Медленно опуская взгляд вниз по окрасившейся в густо-красный цвет шее, она посмотрела на отражение своего правого соска, на кончике которого висела большая пунцовая капля крови. Переливающаяся кровавая жемчужинка, задрожав на ее упругом соске, уступила силе тяжести и упала.
Оторвавшись от зеркала, она опустила голову, чтобы посмотреть, куда упала капля.
Крови не было.
Когда она посмотрела на себя, а не на свое отражение, она не увидела никакой крови. Она прикоснулась к своей голой груди. Грудь была мокрой, потому что она терла ее мочалкой, но это была просто вода. Брызги крови исчезли и с рук.
Она отжала мочалку. С нее стекала чистая вода.
Озадаченная, она вновь подняла глаза к зеркалу и опять увидела кровь.
Она вытянула руку. Рука на самом деле не была покрыта кровью, но в зеркале она казалась одетой в кровавую перчатку.
«Воображение, — решила она. — Зловещая иллюзия. Вот и все. Никого я не трогала. Ничьей крови я не проливала».
Пока она силилась понять, что происходит, ее отражение исчезло и стекло перед ней почернело. Оно словно превратилось в окно, выходящее в другое измерение, потому что в нем не отражалось ничего из того, что стояло в ванной.
«Это сон, — думала она. — Я на самом деле лежу в уютной постельке. Мне только снится, что я в ванной. Я могу все это прекратить, стоит мне только проснуться».

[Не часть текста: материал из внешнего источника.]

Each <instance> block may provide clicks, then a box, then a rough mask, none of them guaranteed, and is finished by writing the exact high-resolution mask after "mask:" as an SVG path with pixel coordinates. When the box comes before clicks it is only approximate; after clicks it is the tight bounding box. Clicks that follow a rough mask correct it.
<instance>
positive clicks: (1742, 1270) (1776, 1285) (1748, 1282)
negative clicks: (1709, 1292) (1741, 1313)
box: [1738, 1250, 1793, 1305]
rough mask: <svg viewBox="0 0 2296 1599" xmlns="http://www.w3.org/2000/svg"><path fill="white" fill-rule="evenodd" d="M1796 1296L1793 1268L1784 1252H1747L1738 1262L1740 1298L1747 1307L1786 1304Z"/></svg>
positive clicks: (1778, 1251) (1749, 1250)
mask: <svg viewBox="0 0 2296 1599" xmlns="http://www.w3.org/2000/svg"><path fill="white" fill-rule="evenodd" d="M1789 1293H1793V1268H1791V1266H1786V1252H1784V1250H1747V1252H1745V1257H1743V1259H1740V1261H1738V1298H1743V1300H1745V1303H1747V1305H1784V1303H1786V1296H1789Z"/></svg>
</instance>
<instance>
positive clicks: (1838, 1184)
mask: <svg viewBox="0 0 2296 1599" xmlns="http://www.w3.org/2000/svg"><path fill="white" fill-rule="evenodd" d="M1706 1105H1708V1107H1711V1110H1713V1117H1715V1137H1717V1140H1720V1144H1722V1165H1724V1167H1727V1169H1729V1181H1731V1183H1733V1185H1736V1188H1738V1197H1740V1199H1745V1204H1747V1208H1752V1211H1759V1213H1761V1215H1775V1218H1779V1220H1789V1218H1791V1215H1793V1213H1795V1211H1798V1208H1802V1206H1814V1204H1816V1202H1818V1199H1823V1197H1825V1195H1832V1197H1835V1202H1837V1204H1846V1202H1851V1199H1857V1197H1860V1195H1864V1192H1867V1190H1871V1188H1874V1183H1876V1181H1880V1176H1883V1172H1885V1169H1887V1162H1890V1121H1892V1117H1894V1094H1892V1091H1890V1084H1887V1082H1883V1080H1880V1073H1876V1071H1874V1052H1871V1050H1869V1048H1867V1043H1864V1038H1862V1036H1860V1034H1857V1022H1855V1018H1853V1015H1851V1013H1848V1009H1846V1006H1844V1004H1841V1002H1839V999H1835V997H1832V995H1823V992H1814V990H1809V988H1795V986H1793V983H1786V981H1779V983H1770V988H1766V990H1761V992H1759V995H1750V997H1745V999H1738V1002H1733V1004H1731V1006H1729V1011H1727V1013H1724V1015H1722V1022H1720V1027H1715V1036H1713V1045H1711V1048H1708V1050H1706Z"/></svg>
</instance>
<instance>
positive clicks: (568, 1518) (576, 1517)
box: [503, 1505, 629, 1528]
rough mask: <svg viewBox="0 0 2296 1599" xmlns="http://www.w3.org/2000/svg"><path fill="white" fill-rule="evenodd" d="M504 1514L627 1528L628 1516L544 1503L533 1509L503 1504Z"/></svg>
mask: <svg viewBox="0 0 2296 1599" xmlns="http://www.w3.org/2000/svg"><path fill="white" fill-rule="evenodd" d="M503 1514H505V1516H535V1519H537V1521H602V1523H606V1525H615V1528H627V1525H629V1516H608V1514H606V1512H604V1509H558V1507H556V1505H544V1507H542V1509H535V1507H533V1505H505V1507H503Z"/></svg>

С другой стороны, если это сон, то почему же она так явно чувствует босыми ногами холодные керамические плитки? Если бы это был только сон, ощутила бы она на своей груди холодную воду?
Ее охватила дрожь.
В беспросветной пустоте по ту сторону зеркала что-то блеснуло.
«Проснись!»
Что-то серебристое. Оно продолжало поблескивать вновь и вновь, раскачиваясь взад-вперед, увеличиваясь в размерах.
«Проснись же, ради Бога!»
Она хотела побежать. Не смогла.
Она хотела крикнуть. Не крикнула.
Мгновение спустя серебристый предмет заполнил собой все зеркало, вытеснив темноту, из которой он появился; потом он как-то вырвался из зеркала, не разбив стекла, и, продолжая раскачиваться, оказался в ванной. Она увидела, что это нацеленный ей в лицо топор, блестевший, как серебро, при свете лампы дневного света. Когда зловещее оружие уже готово было опуститься ей на голову, у нее подкосились ноги и она потеряла сознание.
Незадолго до рассвета Джейн вновь проснулась.
Она лежала в постели. Голая.
Откинув одеяло, она села и увидела свою майку, трусики и гольфы на полу возле кровати. Она поспешно оделась.